El sábado estuve comiendo en Palomares del Río, en La Truja, un mesón al que no iba desde hacía muchos meses. Cuando llegué había muchos paisanos y amigos, y algunos se lanzaron a darme la mano como si no pasara nada. A ver quién le desprecia un apretón de manos a un amigo del alma, de la infancia. Lo peor son las miradas de los demás cuando te ven darle la mano a alguien. No digamos si te das un pico con esa amiga a la que no ves desde hace décadas, pero que sigue estando tan apretada de caderas como siempre.
Si quieren que les sea sincero, para ciertas costumbres y necesidades merecería la pena correr el riesgo de acabar contagiado.
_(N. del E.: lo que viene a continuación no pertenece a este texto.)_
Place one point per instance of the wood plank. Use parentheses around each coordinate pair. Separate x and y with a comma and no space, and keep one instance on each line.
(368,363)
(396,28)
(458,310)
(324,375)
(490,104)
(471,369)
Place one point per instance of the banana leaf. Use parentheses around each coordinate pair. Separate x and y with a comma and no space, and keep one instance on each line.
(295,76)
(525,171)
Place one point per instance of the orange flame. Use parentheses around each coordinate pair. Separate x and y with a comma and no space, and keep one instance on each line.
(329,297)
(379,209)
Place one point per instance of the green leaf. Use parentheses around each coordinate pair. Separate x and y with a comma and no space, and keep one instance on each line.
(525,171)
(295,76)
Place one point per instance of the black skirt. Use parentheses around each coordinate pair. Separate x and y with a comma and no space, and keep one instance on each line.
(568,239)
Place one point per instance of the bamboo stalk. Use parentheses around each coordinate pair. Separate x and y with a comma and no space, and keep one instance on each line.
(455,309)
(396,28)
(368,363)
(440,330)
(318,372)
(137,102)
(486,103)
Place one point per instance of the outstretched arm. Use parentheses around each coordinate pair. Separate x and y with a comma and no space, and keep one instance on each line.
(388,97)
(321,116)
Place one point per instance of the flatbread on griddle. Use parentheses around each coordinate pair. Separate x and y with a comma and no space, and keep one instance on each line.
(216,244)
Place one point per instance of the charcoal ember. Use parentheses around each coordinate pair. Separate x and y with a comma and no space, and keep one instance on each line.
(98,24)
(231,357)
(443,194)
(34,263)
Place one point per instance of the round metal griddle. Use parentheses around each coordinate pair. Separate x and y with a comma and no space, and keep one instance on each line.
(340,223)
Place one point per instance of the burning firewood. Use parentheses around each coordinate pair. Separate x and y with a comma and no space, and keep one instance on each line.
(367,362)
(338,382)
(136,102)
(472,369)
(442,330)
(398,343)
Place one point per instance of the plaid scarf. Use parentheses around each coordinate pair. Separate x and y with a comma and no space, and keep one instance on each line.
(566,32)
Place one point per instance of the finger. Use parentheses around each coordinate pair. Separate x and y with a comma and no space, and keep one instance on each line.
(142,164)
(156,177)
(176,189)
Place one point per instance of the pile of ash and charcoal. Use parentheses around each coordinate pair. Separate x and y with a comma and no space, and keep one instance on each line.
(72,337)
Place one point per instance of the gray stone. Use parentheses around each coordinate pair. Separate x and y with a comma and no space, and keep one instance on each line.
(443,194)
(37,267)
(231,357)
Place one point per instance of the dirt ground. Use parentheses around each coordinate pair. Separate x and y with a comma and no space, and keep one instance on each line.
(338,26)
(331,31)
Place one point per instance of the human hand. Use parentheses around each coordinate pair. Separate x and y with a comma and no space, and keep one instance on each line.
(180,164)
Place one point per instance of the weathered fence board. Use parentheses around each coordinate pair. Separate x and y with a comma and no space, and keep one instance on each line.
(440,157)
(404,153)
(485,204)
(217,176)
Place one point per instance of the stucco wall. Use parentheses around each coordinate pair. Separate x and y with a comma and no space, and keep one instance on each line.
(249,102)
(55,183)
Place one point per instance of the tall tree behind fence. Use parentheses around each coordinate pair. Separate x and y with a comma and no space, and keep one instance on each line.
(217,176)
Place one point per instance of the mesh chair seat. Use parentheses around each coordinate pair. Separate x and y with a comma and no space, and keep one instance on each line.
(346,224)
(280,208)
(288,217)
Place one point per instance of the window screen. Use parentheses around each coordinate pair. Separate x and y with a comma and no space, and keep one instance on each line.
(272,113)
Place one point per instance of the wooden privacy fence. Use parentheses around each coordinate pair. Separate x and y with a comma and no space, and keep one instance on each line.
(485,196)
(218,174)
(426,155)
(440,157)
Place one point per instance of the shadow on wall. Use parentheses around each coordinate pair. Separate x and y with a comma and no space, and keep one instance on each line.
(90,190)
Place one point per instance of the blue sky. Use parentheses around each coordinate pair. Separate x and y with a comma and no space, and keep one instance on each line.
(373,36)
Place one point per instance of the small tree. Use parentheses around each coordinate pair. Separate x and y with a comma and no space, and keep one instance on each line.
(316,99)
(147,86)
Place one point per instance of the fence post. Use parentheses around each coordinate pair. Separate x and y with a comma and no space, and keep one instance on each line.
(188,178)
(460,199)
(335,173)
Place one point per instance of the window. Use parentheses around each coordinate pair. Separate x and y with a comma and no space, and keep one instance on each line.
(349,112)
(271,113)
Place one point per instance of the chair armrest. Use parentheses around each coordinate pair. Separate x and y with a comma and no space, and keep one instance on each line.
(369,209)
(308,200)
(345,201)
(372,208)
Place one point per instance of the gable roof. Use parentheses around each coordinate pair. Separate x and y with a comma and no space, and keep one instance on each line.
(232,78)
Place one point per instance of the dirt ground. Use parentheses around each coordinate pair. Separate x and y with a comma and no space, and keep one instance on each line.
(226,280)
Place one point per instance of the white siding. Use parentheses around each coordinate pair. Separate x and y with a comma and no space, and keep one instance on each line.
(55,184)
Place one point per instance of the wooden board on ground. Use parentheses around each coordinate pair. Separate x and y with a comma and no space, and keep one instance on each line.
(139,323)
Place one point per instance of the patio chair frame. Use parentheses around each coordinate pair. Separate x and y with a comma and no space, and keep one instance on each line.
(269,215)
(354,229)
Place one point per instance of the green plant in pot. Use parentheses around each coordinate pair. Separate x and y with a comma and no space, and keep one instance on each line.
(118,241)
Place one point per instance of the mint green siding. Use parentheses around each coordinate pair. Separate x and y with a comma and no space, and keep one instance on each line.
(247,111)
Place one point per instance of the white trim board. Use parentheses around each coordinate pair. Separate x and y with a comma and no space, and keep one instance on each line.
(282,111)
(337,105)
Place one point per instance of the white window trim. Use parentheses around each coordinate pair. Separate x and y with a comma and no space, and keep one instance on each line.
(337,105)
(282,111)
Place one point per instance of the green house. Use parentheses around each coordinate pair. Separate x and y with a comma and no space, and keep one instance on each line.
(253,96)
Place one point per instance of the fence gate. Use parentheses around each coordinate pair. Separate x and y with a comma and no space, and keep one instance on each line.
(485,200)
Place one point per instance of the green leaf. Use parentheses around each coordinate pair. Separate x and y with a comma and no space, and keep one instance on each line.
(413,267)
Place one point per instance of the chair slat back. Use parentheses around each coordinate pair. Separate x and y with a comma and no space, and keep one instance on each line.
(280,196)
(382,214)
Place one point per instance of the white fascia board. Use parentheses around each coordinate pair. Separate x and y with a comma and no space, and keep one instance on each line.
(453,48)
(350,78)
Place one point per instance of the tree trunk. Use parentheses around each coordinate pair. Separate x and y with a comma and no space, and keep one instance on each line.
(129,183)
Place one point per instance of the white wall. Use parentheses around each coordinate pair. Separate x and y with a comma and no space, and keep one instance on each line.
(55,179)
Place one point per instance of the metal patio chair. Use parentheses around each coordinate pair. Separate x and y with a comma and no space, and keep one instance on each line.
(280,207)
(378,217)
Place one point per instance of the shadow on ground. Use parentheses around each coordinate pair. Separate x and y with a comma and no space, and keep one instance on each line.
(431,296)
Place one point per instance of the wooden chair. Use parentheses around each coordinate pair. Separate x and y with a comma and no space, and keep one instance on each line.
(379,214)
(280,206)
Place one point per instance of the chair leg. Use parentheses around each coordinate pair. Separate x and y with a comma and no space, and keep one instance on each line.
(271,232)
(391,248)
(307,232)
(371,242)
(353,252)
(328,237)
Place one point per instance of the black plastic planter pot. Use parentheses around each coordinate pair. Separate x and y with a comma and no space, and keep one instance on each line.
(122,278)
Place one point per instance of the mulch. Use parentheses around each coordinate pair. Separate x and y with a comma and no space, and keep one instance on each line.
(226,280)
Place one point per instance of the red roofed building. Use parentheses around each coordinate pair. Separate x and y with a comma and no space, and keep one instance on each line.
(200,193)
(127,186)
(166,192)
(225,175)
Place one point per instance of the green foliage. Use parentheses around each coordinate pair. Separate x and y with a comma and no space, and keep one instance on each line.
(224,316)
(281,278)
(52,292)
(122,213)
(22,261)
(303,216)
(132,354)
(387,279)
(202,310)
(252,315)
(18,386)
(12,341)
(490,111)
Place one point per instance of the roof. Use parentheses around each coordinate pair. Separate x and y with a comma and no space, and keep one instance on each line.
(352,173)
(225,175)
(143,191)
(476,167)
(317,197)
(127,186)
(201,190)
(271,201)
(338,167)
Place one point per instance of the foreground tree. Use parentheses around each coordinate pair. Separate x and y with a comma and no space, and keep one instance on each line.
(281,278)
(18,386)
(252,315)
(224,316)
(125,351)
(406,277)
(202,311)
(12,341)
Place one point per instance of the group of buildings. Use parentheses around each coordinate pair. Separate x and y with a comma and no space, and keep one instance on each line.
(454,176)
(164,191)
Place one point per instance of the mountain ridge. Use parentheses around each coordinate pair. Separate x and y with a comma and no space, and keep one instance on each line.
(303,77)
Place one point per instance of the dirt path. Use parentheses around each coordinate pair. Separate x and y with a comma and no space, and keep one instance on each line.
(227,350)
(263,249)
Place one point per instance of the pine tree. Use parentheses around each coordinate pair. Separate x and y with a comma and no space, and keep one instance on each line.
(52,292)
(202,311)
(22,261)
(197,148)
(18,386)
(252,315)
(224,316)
No recuerdo ya ni siquiera cuándo fue la última vez que abracé a una mujer, pero casi ni me acuerdo de cómo se hace. No digamos un beso como Dios manda o hacer el amor como mandan los bichitos que nos pegan bocados en el mercurio que marca la temperatura de la piel. Estoy que me mira la pescadera del Mercadona de Coria del Río y le canto por soleá de Alcalá, esta copla tan sentía:
No te roces con mi cuerpo
que ardo como el rastrojo
y puedes prenderte fuego.
En el mismo supermercado una señora a la que no conocía de nada se me echó encima, diciéndome: “A mí no me vayas a besar”. Vamos a morir de falta de cariño, de amor, de roce con el semejante.